Utils

Clusters

Functions to manipulate and sort clusters

aggregate_network_by_cluster(temporal_network, clusters, sort_clusters=None, output='averaged')[source]

Aggregates the temporal network over eacher cluster in a cluster set

Parameters
  • temporal_network (phasik.TemporalNetwork) – Temporal network to aggregate

  • clusters (array of int) – Cluster labels of length that is the number of time points in the temporal network.

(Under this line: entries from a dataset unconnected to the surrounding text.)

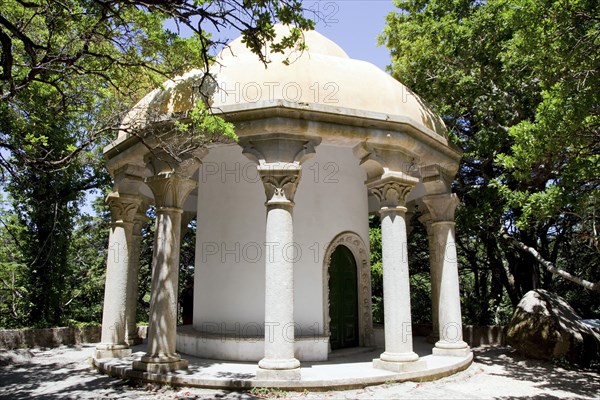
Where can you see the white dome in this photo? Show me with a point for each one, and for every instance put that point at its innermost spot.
(322, 74)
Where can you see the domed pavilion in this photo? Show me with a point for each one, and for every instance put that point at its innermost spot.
(282, 267)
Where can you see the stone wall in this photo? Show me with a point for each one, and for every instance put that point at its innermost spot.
(50, 337)
(494, 335)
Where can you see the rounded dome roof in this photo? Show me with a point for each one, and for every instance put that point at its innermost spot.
(321, 74)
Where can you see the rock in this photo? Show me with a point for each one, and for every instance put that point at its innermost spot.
(545, 326)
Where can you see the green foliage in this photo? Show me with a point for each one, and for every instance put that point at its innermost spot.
(376, 270)
(268, 393)
(517, 85)
(69, 72)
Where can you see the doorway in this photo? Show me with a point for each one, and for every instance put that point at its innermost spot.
(343, 299)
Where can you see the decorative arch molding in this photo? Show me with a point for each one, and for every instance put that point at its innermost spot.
(361, 255)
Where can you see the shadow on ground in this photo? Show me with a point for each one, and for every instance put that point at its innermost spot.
(546, 374)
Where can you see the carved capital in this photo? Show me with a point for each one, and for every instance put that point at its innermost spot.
(441, 206)
(279, 148)
(280, 181)
(163, 162)
(392, 189)
(380, 159)
(436, 179)
(170, 190)
(122, 207)
(140, 218)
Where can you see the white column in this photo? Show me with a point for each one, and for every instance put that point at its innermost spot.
(442, 207)
(435, 275)
(114, 316)
(280, 181)
(133, 280)
(398, 355)
(170, 191)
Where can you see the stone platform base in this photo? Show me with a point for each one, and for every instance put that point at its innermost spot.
(451, 352)
(113, 353)
(278, 374)
(345, 369)
(409, 366)
(160, 368)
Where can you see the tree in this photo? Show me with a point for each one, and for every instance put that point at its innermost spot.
(69, 72)
(516, 83)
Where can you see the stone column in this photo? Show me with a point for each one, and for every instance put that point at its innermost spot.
(435, 275)
(398, 356)
(280, 181)
(114, 316)
(170, 191)
(442, 207)
(139, 220)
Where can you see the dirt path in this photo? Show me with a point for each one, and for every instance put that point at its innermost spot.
(497, 373)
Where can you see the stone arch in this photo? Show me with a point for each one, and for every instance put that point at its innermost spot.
(360, 251)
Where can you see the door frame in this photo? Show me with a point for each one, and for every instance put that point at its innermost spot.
(363, 270)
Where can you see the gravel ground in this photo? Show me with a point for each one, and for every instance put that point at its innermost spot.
(497, 373)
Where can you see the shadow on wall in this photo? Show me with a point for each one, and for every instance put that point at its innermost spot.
(546, 374)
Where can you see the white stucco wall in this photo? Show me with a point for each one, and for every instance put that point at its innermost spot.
(229, 280)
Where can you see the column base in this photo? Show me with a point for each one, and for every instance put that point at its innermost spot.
(278, 364)
(399, 357)
(278, 374)
(400, 366)
(134, 341)
(433, 338)
(453, 352)
(160, 367)
(104, 350)
(115, 353)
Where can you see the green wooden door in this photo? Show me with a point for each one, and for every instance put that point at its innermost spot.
(343, 299)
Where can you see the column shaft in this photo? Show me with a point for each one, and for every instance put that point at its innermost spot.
(165, 278)
(114, 316)
(396, 287)
(280, 182)
(279, 291)
(435, 276)
(132, 336)
(450, 320)
(441, 207)
(170, 192)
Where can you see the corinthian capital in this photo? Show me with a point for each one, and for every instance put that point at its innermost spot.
(391, 190)
(441, 206)
(123, 207)
(280, 181)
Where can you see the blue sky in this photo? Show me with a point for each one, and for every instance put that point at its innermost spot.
(352, 24)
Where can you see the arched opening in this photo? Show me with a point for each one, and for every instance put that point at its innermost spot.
(343, 299)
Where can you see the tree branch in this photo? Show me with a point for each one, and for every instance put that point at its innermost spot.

  • sort_clusters (bool) – If True, sort cluster labels based on ascending times

  • output ({‘weighted’, ‘averaged’, ‘binary’, ‘normalised’}, optional) – Determines the type of output edge weights

Returns

aggregates – Dict each key is a cluster label and each value is a tuple of the form (networkx.Graph, list of time indices of cluster).

Return type

dict

Examples

>>> import phasik as pk
>>> clusters = [1, 1, 1, 2, 2, 3]
>>> pk.aggregate_network_by_cluster(temporal_network, clusters, output="averaged")
{1: (<networkx.classes.graph.Graph at 0x177665df0>, [0, 1, 2]),
 2: (<networkx.classes.graph.Graph at 0x177668580>, [3, 4]),
 3: (<networkx.classes.graph.Graph at 0x177668e20>, [5])}
cluster_sort(clusters, final_labels=None)[source]

Sorts an array of cluster labels in order of appearance, and returns the sorted array while leaving the original clusters unchanged.

Parameters
  • clusters (numpy.ndarray) – An array of cluster labels.

  • final_labels (list or None, optional) – A list of final labels (as integers) to replace the original cluster labels, by default None.

Returns

An array of cluster labels sorted in order of appearance. If final_labels is not None, it will return a list of final labels with the same length as clusters.

Return type

numpy.ndarray or list

Examples

>>> clusters = np.array([2, 2, 2, 3, 3, 1, 1, 1])
>>> cluster_sort(clusters)
array([1, 1, 1, 2, 2, 3, 3, 3])
>>> final_labels = [4, 5, 6]
>>> cluster_sort(clusters, final_labels)
[4, 4, 4, 5, 5, 6, 6, 6]
convert_cluster_labels_to_dict(clusters)[source]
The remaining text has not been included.